Sajjan also announced Ottawa will launch a competition for the F-18’s replacement, further muddying former Conservative Prime Minister Stephen Harper’s decision in 2010 to buy 65 Lockheed Martin Corp. F-35s and begin deploying them by 2019.

According to Canadian Broadcast Corp.,

  • “The competition for a permanent fleet will be informed by the outcomes of the defence policy review next year,’’ Sajjan said.
  • Significantly, he added that the competition will produce “a new fleet that will be fully operational in the late 2020s,” which pushes the transition to new jets further into the future than the former Conservative government had planned. The previous government had planned to stop flying the current fleet by 2025.
  • “That means we must continue to fly the legacy F-18s throughout the 2020s, no matter what,” said Sajjan.

Analyst Take

This is a further blow to Lockheed, which according to Defense Industry Daily stood to benefit from the estimated $17- $46 billion planned Canadian purchase of F-35s.
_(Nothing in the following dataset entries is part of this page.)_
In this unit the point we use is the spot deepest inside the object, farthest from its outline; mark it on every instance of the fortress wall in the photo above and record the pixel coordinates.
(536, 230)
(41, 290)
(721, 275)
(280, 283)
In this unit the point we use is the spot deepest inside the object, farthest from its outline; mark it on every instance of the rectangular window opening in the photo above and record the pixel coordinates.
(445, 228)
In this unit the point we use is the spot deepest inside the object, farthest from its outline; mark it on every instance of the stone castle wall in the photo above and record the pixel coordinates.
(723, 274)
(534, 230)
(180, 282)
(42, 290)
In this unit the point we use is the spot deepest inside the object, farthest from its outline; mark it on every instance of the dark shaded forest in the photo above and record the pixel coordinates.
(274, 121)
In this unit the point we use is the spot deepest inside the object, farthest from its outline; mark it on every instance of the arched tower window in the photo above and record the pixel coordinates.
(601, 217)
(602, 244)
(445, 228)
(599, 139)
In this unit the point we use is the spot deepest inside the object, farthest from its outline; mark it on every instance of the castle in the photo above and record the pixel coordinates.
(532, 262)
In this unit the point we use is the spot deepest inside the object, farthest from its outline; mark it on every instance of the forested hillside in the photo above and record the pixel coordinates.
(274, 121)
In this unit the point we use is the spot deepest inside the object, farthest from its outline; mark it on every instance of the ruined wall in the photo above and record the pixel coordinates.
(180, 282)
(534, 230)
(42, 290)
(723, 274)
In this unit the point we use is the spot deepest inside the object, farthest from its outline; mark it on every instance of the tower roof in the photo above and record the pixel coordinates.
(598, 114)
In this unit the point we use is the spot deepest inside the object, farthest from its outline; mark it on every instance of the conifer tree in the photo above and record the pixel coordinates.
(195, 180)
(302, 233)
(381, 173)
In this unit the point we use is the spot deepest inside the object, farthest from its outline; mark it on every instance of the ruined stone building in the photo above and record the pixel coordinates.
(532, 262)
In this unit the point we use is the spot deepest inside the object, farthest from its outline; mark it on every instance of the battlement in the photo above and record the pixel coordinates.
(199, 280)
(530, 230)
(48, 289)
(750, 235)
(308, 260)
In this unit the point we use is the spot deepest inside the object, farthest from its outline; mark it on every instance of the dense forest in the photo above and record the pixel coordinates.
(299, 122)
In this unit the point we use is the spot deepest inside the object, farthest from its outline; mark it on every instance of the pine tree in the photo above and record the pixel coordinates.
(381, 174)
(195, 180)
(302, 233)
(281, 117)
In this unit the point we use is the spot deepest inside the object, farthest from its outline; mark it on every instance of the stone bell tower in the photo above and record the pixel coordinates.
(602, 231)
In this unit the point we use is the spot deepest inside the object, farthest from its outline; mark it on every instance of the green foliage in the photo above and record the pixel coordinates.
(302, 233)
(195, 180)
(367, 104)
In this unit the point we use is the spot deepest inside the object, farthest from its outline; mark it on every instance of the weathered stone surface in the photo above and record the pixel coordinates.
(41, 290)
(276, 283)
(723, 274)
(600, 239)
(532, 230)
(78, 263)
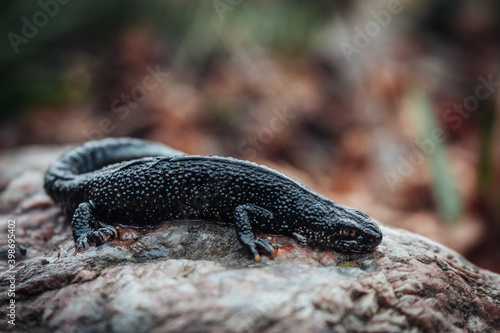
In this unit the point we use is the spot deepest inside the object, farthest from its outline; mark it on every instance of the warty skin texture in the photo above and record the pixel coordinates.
(136, 182)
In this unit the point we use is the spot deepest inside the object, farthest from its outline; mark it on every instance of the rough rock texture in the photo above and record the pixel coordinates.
(194, 276)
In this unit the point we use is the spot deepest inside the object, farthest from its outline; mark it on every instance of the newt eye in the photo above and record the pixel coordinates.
(349, 233)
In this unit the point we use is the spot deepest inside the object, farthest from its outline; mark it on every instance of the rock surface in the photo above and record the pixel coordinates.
(193, 276)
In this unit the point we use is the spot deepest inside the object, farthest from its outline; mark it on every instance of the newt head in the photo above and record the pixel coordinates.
(343, 229)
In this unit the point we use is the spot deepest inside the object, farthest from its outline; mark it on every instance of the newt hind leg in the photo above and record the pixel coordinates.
(87, 231)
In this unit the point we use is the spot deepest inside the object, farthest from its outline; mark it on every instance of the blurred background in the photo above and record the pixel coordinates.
(388, 106)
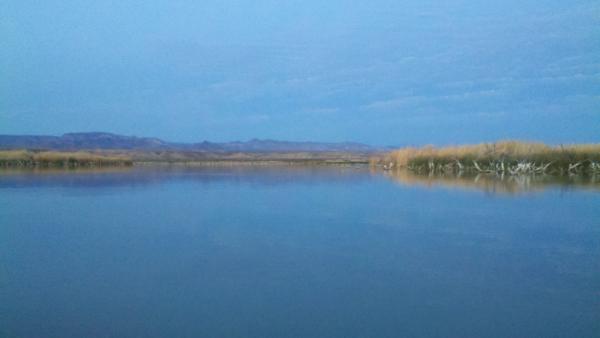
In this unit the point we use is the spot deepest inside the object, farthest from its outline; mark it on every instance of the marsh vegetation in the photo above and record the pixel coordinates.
(54, 159)
(505, 157)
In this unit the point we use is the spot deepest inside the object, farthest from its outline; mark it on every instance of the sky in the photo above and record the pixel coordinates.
(381, 72)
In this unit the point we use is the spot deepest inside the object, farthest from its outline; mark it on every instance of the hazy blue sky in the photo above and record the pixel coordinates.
(381, 72)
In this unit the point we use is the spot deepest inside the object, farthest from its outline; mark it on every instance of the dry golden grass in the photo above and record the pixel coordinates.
(490, 155)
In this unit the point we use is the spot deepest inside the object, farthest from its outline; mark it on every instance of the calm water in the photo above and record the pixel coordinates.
(324, 252)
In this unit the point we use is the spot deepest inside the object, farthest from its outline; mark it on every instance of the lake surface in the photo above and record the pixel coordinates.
(296, 252)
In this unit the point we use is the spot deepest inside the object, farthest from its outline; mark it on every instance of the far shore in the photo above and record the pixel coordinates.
(115, 158)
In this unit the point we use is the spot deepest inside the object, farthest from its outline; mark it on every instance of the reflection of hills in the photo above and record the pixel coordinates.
(496, 184)
(114, 177)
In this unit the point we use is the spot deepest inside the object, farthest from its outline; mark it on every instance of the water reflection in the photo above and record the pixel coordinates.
(138, 176)
(495, 184)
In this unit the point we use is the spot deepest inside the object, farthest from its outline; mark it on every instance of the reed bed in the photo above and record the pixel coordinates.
(26, 158)
(506, 157)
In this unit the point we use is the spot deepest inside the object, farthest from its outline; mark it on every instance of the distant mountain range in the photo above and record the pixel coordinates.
(108, 141)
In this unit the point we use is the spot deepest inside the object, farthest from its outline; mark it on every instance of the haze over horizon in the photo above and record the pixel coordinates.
(377, 72)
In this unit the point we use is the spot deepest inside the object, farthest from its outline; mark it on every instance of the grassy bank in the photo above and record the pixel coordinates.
(61, 159)
(507, 157)
(54, 159)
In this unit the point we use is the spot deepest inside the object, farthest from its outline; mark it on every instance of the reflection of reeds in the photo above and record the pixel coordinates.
(493, 183)
(25, 158)
(509, 157)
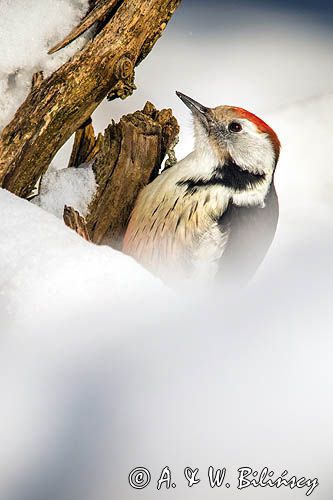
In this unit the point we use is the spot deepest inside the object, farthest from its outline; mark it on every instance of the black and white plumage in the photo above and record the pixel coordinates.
(213, 214)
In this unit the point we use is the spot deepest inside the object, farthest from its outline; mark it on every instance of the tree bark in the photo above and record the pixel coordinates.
(59, 105)
(126, 158)
(75, 221)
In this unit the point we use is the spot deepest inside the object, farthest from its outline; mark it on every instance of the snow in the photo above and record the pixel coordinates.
(74, 187)
(103, 369)
(28, 29)
(45, 265)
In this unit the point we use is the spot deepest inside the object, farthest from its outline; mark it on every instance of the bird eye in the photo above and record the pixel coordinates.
(235, 127)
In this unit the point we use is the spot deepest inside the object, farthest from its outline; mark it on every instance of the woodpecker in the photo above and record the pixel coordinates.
(213, 215)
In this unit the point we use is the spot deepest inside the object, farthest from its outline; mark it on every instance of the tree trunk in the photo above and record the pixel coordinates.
(59, 105)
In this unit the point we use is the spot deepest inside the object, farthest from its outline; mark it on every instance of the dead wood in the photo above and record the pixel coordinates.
(75, 221)
(60, 104)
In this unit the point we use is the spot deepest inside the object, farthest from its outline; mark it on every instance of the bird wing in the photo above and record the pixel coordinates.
(175, 232)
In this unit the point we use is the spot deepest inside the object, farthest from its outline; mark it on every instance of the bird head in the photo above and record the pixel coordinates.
(228, 132)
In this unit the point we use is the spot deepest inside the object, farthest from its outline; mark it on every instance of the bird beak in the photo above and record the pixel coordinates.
(202, 112)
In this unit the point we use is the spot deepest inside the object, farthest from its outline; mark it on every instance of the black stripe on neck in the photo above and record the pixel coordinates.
(227, 175)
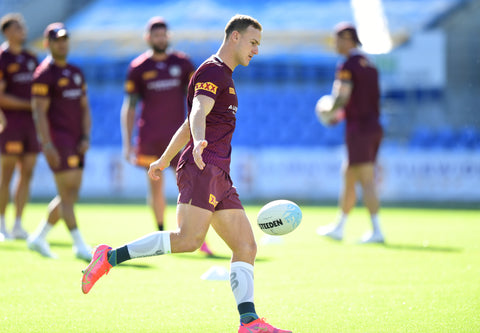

Following Harper’s controversial 2010 decision to sole source the F-35 purchase, government concerns over Lockheed’s delivery timetable and the total cost of the F-35s came to a head following the Liberal Party’s victory in the 2015 national elections.

The announcement of a new solicitation opens an opportunity to more competitors, including a European consortium that makes the Typhoon (BAE Systems Plc, Airbus Group SE, Leonard- Finmeccanica SpA) and Groupe Industriel Marcel Dassault SA, maker of the Rafale.